New Street was once dominated by the Gothic stylings of Barry and Pugin. Chris Upton looks at one of the finest buildings we ever had.
The history of Birmingham is littered with lost buildings. Even the most cursory of lists would encompass the Church of the Messiah, the Old Reference Library, the Exchange and the original New Street Station.
But one building stands head and shoulders above them all, if not in height, then in the reputation of its architect and beauty of its interior. The former King Edward’s School building dominated the lower part of New Street for 100 years, and still lives in the memory of Old Edwardians even today.
A new exhibition currently running at King Edward’s in Edgbaston draws on all those fond memories, together with photographs and documents from the rich archives of the school, to present the story of the New Street premises and the move out to the leafy suburbs in the 1930s.
Although the exhibition is temporary, the school hopes to keep many of the elements of it for the longer term.
King Edward’s had been a fixture on New Street from the time the school was first founded in the middle of the 16th century, changing its overcoat from a Tudor hall to an early 18th-century one as the years passed.
By the 1820s, however, even that most recent rebuilding was showing its age, and the ravages of Birmingham’s industrial air. A local architect declared its life expectancy to be about seven years. It was time to rebuild yet again.
The governors of King Edward’s had rather more to spend on school building than the councillors of Sandwell. They considered even a move to a new site, but resistance from the town put a stop to that idea, at least in the 19th century. The Birmingham Free Grammar School Act, squeezed through Parliament, sanctioned borrowing and expenditure of £30,000 on a new school on the ancient site, and so the planning began in 1833.
The architect selected for the new building was Charles Barry, who had recently competed for, and lost, the commission for Birmingham Town Hall. At one end of New Street, then, Barry was able to demonstrate what the town had turned down at the other end. It was to be, not the tried-and-trusted classical temple, but a building in the new Neo-Gothic style.

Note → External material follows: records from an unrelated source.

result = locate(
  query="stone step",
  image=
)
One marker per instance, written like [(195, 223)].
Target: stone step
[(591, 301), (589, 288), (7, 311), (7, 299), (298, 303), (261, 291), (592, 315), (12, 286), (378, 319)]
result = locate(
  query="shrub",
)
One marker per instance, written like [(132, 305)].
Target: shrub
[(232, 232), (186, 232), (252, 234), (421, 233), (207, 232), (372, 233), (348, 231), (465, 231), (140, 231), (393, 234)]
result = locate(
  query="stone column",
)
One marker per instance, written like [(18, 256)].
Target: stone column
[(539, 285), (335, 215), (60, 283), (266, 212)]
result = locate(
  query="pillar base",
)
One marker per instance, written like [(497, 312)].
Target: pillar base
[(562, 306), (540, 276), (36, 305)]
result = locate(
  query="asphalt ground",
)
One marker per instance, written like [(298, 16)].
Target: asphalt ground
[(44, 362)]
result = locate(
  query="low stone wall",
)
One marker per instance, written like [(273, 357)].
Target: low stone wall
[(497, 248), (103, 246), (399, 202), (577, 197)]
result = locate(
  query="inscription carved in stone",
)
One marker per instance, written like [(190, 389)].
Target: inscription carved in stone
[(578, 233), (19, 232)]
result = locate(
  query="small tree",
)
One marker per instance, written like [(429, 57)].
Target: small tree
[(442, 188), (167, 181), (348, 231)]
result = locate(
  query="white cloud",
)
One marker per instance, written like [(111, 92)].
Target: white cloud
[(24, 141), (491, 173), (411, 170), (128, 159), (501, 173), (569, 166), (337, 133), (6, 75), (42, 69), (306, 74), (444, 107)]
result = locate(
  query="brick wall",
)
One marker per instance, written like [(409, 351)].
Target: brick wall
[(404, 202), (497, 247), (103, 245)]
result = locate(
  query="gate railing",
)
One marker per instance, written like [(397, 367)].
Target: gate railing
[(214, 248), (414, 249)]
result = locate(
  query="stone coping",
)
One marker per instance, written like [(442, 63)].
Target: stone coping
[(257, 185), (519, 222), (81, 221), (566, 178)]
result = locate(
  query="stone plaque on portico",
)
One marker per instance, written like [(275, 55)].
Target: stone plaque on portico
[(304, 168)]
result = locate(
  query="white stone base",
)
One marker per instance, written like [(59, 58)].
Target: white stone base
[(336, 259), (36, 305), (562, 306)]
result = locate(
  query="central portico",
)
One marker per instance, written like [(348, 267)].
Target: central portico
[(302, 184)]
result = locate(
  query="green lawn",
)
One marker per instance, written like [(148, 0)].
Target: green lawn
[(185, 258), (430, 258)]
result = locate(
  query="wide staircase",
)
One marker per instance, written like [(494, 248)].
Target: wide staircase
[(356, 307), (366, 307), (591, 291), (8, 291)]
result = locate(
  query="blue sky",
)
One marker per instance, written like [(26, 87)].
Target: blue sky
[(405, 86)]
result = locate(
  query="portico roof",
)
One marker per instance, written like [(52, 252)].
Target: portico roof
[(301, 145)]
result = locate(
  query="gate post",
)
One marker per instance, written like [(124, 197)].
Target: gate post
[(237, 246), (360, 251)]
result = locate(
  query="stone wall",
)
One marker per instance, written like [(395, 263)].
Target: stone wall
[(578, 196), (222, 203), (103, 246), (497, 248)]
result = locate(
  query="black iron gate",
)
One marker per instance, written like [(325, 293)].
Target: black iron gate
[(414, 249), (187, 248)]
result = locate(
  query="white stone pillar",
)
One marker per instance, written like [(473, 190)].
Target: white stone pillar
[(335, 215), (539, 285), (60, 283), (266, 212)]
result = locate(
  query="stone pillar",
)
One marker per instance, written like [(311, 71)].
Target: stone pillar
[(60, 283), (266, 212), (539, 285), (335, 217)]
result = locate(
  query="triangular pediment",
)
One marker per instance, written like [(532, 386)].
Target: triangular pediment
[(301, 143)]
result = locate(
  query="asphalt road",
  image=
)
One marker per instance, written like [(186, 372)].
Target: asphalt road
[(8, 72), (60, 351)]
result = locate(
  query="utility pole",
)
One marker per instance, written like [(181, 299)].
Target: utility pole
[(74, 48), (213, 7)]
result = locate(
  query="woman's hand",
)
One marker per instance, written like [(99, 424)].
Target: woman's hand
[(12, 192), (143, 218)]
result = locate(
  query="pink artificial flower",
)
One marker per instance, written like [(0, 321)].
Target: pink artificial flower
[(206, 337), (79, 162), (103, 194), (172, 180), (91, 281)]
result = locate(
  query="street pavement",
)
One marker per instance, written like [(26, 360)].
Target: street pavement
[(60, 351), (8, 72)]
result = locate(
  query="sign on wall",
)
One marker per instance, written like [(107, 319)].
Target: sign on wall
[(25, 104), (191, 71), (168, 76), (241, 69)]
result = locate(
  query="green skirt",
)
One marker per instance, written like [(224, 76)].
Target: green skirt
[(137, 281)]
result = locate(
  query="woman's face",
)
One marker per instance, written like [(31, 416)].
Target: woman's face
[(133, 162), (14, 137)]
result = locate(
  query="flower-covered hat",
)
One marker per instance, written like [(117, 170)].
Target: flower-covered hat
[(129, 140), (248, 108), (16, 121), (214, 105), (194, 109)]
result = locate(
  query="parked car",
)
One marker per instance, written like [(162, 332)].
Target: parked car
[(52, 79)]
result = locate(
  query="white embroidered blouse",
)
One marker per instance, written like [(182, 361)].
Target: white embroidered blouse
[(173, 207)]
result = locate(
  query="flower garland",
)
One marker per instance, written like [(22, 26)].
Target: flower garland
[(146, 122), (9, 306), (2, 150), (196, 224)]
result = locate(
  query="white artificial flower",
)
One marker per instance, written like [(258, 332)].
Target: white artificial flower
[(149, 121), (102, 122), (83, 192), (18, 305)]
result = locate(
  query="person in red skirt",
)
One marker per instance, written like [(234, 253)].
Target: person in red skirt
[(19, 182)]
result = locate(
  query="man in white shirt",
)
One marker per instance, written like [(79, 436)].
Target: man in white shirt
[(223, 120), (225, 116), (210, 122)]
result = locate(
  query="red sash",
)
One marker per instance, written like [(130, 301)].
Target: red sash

And in choosing something in the late Gothic idiom, Barry was cleverly pointing backwards to the school’s Tudor origins, when Perpendicular Gothic ruled the roost.
Barry’s design organised King Edward’s around two inner courtyards. At one end of the frontage stood the headmaster’s house, and at the other the house of the second master, their bay windows affording lofty views over New Street. Between the two, on the first floor, lay the schoolroom itself (known as Big School) and the library, linked by a traceried “upper corridor”.